Help for package mri

Title:

Modified Rand and Wallace Indices

Version:

1.0.1

Description:

It provides functions to compute the values of different modifications of the Rand and Wallace indices. The indices are used to measure the stability or similarity of two partitions obtained on two different sets of units with a non-empty intercept. Splitting and merging of clusters can (depends on the selected index) have a different effect on the value of the indices. The indices are proposed in Cugmas and Ferligoj (2018) http://ibmi.mf.uni-lj.si/mz/2018/no-1/Cugmas2018.pdf.

Depends:

R (≥ 3.1.0)

License:

GPL-2 | GPL-3 [expanded from: GPL (≥ 2)]

LazyData:

true

RoxygenNote:

6.1.0

NeedsCompilation:

Packaged:

2019-03-07 12:29:49 UTC; marjan

Author:

Marjan Cugmas [aut, cre]

Maintainer:

Marjan Cugmas <marjan.cugmas@fdv.uni-lj.si>

Repository:

CRAN

Date/Publication:

2019-03-07 12:50:12 UTC

Modified Adjusted Rand Index

Description

They are used to compute the value of the Modified Rand Index and the Modified Adjusted Rand Index. They consider two partitions which are usually obtained on two sets of units where the intercept is non-empty or where one set of units is a subset of another set of units.

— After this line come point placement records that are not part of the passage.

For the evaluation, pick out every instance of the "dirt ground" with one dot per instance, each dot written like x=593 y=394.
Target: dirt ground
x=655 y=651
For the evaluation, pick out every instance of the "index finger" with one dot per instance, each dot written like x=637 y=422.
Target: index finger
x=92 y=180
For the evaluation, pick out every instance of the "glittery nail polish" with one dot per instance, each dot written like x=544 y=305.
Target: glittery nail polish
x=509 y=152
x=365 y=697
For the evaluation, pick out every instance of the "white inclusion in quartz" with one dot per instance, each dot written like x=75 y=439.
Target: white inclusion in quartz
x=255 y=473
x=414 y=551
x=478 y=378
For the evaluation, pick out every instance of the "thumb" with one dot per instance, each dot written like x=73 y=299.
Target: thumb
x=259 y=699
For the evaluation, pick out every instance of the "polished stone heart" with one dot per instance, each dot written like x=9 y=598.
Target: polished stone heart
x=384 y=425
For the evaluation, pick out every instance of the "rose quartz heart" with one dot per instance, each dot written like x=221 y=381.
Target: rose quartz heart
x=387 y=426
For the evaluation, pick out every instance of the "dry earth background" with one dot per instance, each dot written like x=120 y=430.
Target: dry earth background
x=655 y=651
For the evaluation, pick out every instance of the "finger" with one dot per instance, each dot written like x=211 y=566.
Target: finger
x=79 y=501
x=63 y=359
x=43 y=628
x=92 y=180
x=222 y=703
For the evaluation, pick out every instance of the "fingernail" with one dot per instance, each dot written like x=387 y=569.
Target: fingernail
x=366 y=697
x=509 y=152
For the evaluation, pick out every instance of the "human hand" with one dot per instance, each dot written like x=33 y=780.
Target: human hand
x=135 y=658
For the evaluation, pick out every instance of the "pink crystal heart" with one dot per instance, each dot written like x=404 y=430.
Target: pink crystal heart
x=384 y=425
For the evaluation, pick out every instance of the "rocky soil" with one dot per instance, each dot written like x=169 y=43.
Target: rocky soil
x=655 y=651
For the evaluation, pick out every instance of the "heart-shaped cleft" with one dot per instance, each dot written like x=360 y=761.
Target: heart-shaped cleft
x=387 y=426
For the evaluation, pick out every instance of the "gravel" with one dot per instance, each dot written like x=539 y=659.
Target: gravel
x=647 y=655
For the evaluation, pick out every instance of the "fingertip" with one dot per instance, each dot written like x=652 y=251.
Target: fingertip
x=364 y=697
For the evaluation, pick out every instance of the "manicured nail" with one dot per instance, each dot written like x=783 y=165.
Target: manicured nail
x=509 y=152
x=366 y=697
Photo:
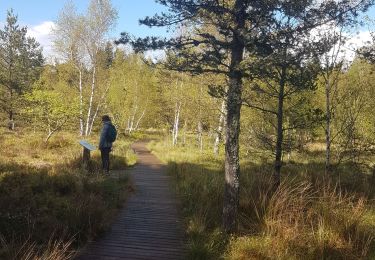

Because two vectors U and V (partitions) do not have the same length, the cluster of units, which are not present in the partition V (outgoers), need to be added to the partition V (denoted as V') and/or the cluster of units, which are not present in the partition U (newcomers), need to be added to the partition U (denoted as U'). The added values have to be NA.

Usage

MRI(U, V)
MARI(U, V, k)

Arguments

U

partition U or U'

V

partition V or V'

k

the number of iterations to estimate the expected value of the index in the case of two random and independent partitions

Value

The functions return the value of the Modified Rand Index or the value of the Modified Adjusted Rand Index. The expected value of the (Modified) Adjusted Rand Index is 0 in the case of two random and independent partitions. The maximum value of the index is 1. Higher value indicates more similar (stable) partitions. Both splitting of clusters and merging of clusters lower the value of the indices.

Note

The special cases of the modified indices (when only outgoers or only newcomers are present) are automatically considered within these functions.

Author(s)

Marjan Cugmas

References

Cugmas, M., & Ferligoj, A. (2018). Comparing two partitions of non-equal sets of units. Advances in Methodology and Statistics, 15(1), 1-21.

Examples

# Examples from Cugmas and Ferligoj (2018) paper:
data(examples)
# increase k in real analyses
# EXAMPLES: A, B, C, D
par(mfrow = c(4, 4))
for (i in 1:4){
  U <- fromTableToVectors(examples[[i]])[,1]
  V <- fromTableToVectors(examples[[i]])[,2]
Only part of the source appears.